Monday 22 December 2014

You

I'm ready to try and understand how to explain it all to you, so that at the very least you will have a fuller understanding of everything.

The other night Tim sent me a text asking me if I wanted another recliner, including they he understood I didn't want to text/talk to him. Part way through the night my phone died and my tablet was on low. I believed that I had left my chargers at school/in my car/in my overnight bag from your house which was in the trunk of my car - later found out it was at your place.

I went online to facebook and saw that Tim was online and asked him if he had a charger. He said yes, and I was panicking (seriously cannot be late, no car, nothing nearby that's open, no one still awake/able to contact). He brought the charger over and I tested it to make sure it worked. After it had charged for a bit, I turned the phone on and found the messages from you. I sent you the text in a rush, as a sign to Tim that I was grateful for his charger, but that it was now time for him to leave. He took the hint and left, and I told him that I'd get it to him/drop it off at his parents' place once I got mine back.

Once I had my chargers back in my possession I sent Tim a text to make sure that he'd be at his parents place if I dropped it off at his house. He said I could text him and he'd come out to get it or I could leave it in the mailbox. I sent him a text after I had left it in the mailbox and thanked him again for letting me borrow it. He took the hint, and after a few Merry Christmas texts we stopped talking.

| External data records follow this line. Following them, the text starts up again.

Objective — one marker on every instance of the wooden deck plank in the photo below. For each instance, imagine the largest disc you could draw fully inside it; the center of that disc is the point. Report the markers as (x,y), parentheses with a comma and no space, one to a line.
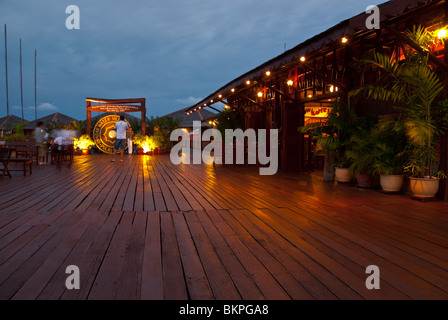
(56,286)
(152,273)
(220,232)
(174,287)
(89,262)
(285,279)
(20,267)
(235,276)
(33,286)
(285,254)
(105,286)
(129,282)
(196,279)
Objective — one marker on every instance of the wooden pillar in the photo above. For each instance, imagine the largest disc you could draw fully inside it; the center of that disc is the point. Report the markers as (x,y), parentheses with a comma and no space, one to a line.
(292,157)
(443,191)
(143,105)
(89,119)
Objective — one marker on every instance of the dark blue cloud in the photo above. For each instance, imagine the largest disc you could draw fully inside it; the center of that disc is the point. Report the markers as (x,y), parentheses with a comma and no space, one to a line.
(169,52)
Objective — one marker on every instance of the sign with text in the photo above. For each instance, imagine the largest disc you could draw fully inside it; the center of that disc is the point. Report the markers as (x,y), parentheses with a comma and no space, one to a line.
(104,133)
(113,108)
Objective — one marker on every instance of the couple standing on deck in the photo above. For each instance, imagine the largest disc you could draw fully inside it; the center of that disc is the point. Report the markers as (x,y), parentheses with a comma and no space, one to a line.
(120,142)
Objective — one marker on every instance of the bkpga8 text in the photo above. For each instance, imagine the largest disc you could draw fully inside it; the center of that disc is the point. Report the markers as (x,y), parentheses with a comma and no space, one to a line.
(249,309)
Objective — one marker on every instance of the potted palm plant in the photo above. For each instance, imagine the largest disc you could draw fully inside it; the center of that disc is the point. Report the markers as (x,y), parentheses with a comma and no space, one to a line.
(362,142)
(332,139)
(413,86)
(390,153)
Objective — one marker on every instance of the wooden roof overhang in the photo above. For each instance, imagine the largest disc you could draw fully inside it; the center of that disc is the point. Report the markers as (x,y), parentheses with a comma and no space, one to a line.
(354,29)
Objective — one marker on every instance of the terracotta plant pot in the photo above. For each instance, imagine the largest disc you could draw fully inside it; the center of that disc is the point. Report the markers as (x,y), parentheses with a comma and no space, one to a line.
(391,183)
(364,180)
(343,175)
(424,187)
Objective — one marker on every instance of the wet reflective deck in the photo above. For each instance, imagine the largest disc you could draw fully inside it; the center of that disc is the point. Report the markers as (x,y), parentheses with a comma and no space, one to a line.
(146,229)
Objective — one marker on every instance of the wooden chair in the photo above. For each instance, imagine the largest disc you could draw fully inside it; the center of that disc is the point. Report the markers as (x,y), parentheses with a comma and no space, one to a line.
(24,153)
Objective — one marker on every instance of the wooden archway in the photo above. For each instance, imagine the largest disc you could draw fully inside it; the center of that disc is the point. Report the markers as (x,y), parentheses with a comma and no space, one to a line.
(116,106)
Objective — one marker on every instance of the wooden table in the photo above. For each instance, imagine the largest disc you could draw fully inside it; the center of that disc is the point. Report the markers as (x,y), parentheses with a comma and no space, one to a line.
(5,161)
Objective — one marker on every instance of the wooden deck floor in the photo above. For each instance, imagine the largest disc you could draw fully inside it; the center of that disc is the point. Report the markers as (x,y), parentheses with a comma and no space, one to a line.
(147,229)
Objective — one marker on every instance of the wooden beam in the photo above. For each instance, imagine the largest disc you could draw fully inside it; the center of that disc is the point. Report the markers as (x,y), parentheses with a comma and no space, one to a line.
(414,45)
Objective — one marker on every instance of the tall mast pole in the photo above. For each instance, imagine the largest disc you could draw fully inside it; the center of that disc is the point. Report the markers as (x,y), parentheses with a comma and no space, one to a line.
(21,79)
(35,84)
(6,71)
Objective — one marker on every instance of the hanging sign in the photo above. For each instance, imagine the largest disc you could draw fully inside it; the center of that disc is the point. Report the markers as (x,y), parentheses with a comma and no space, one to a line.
(104,133)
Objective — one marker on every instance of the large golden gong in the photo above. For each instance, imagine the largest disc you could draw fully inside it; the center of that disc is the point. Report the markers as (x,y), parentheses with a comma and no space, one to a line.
(104,133)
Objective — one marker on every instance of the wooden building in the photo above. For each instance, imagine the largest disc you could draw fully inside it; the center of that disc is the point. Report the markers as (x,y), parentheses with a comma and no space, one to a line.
(292,88)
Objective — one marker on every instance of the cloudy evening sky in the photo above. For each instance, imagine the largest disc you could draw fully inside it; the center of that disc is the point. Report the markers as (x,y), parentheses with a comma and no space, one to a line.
(171,52)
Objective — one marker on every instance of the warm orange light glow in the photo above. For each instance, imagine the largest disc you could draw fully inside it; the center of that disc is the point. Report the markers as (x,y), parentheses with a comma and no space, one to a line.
(147,144)
(83,143)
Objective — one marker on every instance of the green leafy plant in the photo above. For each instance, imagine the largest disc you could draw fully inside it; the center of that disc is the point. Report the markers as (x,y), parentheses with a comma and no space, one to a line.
(362,143)
(333,135)
(413,87)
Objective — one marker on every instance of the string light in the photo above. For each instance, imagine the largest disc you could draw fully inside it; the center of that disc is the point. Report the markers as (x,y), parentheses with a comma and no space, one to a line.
(442,33)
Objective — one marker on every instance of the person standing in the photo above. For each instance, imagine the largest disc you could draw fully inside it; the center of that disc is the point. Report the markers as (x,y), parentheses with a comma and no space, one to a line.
(120,143)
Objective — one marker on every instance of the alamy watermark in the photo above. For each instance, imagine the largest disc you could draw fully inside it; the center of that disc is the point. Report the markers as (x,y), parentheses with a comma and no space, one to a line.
(373,20)
(373,280)
(72,281)
(230,150)
(73,20)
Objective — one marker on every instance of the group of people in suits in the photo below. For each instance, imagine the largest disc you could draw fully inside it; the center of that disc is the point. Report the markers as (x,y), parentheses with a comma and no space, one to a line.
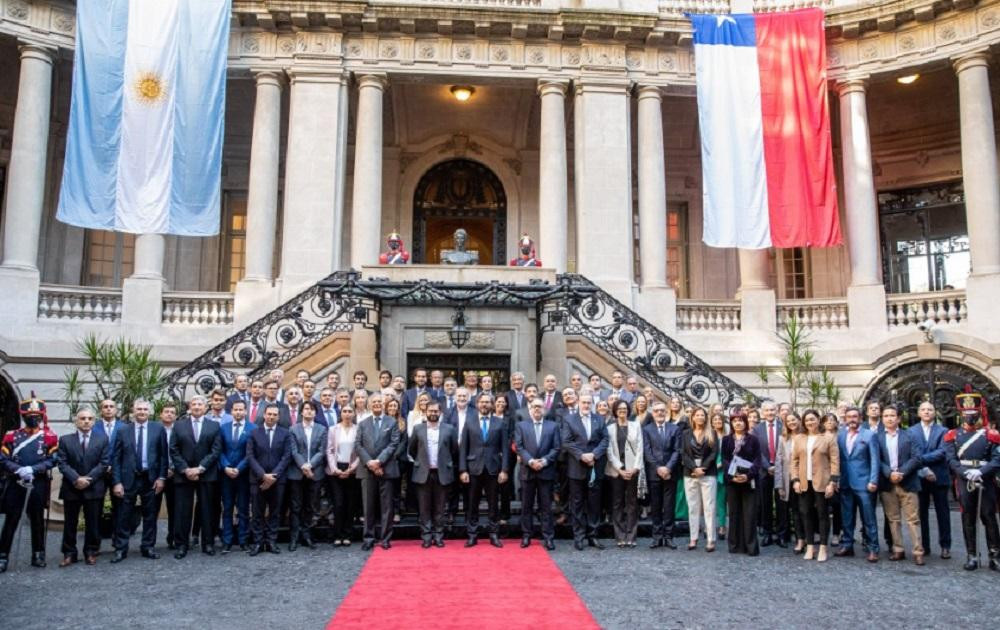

I realize now that his motives are based on a romantic not platonic intention and despite making myself clear previously. I reminded him that it's too soon after our relationship to text and be friends. I also explained that I have strong feelings for you.

I'm doing a lot better after seeing Isidora, giving her mom her Christmas card, helping my mom out, getting my online presents earlier than expected. I know I need to talk to you, and I really want to work on opening up to you earlier so that it doesn't drag out. I'm learning to use my voice again, as I'm used to being belittled during any kind of explanation (from previous relationships).

I started to keep a list of things I wanted to tell you about that I noticed throughout my day or that reminded me of you. It lasted about five seconds and then I realized that I would just have to wait to tell you when I saw you, as I'm unsure of how my texts are being received.

I trust that this makes sense, and please if you have anything further you want to inquire about I will do my best to put it into words.